ABORTO LIBRE!

El otro día, camino de la facultad, me encontré unas cuantas pintadas de “Aborto libre!” y llevo un par de días debatiendo en Twitter con @RebeldeDesertor, a quien aprecio de veras, sobre el tema… Y sé que es asunto espinoso y enconado y que no suelo escribir aquí sobre temas tan controvertidos, pero creo que hoy voy a hacer una excepción.
No pretendo convencerte o hacerte cambiar de opinión (bueno, un poco sí, pero me imagino que es tan imposible como que tú me convenzas a mí). Lo que sí que me gustaría es que hicieras el esfuerzo por comprender por qué hay quienes en pleno siglo XXI se empeñan en oponerse al aborto. Yo comprendo que haya gente que, si piensa que la vida humana no comienza hasta que se nace, considere el aborto como una posible solución a un embarazo no deseado, que defiendan el derecho a la mujer a decidir cuándo ser madre o a decidir si siguen o no adelante con su posible hijo.
Pero imagínate, por un momento, que consideras que la vida humana es un bien inviolable, que estás convencido de que es injusta y abominable la muerte de cualquier ser humano inocente con independencia de su raza, sexo, religión, opción política, clase social, cultura, etc. De hecho, me imagino que para estar de acuerdo en este punto tampoco tienes que imaginar demasiado.
Imagínate ahora que estás convencido de que la vida humana comienza desde el momento en que un óvulo es fecundado por un espermatozoide: si dejas que ese óvulo fecundado, que ya tiene un ADN único e irrepetible, siga el curso normal de los acontecimientos, mucho antes de que te quieras dar cuenta ya habrá un corazón latiendo, un sistema nervioso… Pero es todo un desarrollo, el ser humano no se va fabricando por piezas como un coche: ahora ponemos un corazón, este pie aquí y esta mano allá, el cerebro y listos. Insisto, es un proceso imparable (bueno, por desgracia es parable) que culminará, en circunstancias normales, 70 u 80 años más tarde…
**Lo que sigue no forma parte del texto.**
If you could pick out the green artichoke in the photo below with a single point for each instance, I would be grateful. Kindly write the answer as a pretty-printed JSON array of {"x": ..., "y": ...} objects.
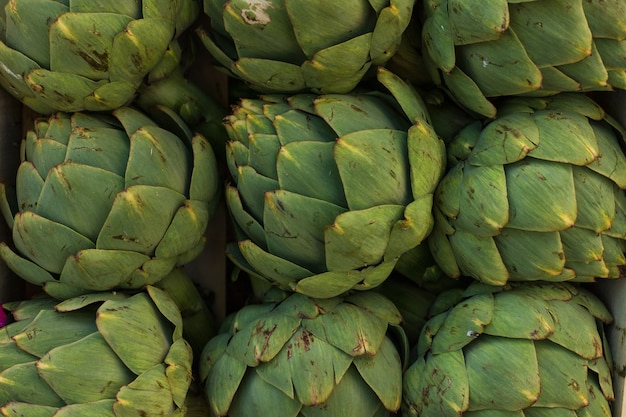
[
  {"x": 288, "y": 46},
  {"x": 88, "y": 55},
  {"x": 536, "y": 194},
  {"x": 525, "y": 349},
  {"x": 307, "y": 357},
  {"x": 330, "y": 190},
  {"x": 480, "y": 50},
  {"x": 103, "y": 354},
  {"x": 106, "y": 201}
]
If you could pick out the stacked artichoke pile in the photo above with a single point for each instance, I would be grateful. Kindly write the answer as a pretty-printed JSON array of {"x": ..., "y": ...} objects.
[{"x": 421, "y": 194}]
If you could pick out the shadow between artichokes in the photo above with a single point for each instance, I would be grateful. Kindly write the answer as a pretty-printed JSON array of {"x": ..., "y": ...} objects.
[
  {"x": 536, "y": 194},
  {"x": 329, "y": 191},
  {"x": 118, "y": 201}
]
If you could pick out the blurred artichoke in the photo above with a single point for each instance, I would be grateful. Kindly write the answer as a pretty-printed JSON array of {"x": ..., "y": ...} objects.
[
  {"x": 307, "y": 357},
  {"x": 536, "y": 194},
  {"x": 289, "y": 46},
  {"x": 330, "y": 190},
  {"x": 88, "y": 55},
  {"x": 529, "y": 349},
  {"x": 478, "y": 50},
  {"x": 107, "y": 201},
  {"x": 104, "y": 354}
]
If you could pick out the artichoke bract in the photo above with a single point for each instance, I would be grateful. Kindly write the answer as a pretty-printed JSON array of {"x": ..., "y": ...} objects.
[
  {"x": 289, "y": 46},
  {"x": 525, "y": 349},
  {"x": 88, "y": 55},
  {"x": 105, "y": 201},
  {"x": 481, "y": 50},
  {"x": 307, "y": 357},
  {"x": 536, "y": 194},
  {"x": 104, "y": 354},
  {"x": 329, "y": 191}
]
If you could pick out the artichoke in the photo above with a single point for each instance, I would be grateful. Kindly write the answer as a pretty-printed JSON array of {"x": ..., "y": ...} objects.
[
  {"x": 330, "y": 190},
  {"x": 102, "y": 354},
  {"x": 106, "y": 201},
  {"x": 307, "y": 357},
  {"x": 525, "y": 349},
  {"x": 481, "y": 50},
  {"x": 536, "y": 194},
  {"x": 288, "y": 46},
  {"x": 88, "y": 55}
]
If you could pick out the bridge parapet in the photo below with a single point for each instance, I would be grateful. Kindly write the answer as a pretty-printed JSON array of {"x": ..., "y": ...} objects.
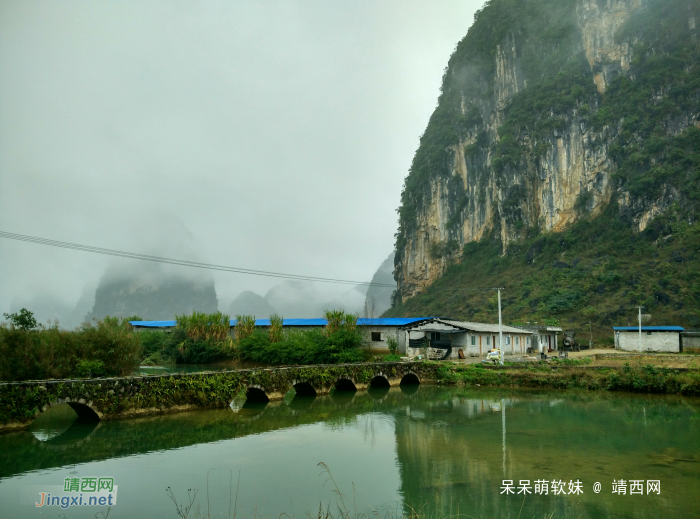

Este segundo punto, el de cuándo comienza realmente la vida humana es mucho más difícil de imaginar, lo sé. Tampoco yo lo he tenido siempre tan claro. No se trata del derecho a ser madre o padre, sino del deber de no dejar de serlo cuando ya se es; y se empieza a ser madre o padre cuando hay un hijo; y empieza a haberlo antes de que se empiece a verlo. El hecho de nacer no me cambia de especie, sigo siendo de la misma especie biológica que un minuto antes de nacer y que un día antes y que una semana y que un mes y que cuatro meses, y que nueve… Sé de casos de gente que ha cambiado de pareja, de ateos que se han convertido y de creyentes que se han hecho ateos, de políticos que han pasado de un partido al otro y viceversa, incluso de madridistas que se han hecho culés y de culés que se han hecho del Madrid. Sin embargo, no conozco ningún caso de que alguien que se opusiese al aborto se haya convertido en un encendido defensor de la postura abortista, pero sí que sé de numerosos casos de abortistas que han dejado de serlo y han puesto todo su empeño en defender la vida del no nacido. En la red es fácil encontrar cientos de vídeos y testimonios al respecto, pero recuerdo cómo me impresionó el escalofriante vídeo del doctor Nathanson, “El grito silencioso”, u otro vídeo que se titulaba “Meet the abortion providers” .
Si llegas al convencimiento de que la vida humana no comienza con el nacimiento, sino mucho antes, ¿no harías lo posible por defenderla? Pues eso es lo que les pasa a los que se oponen al aborto.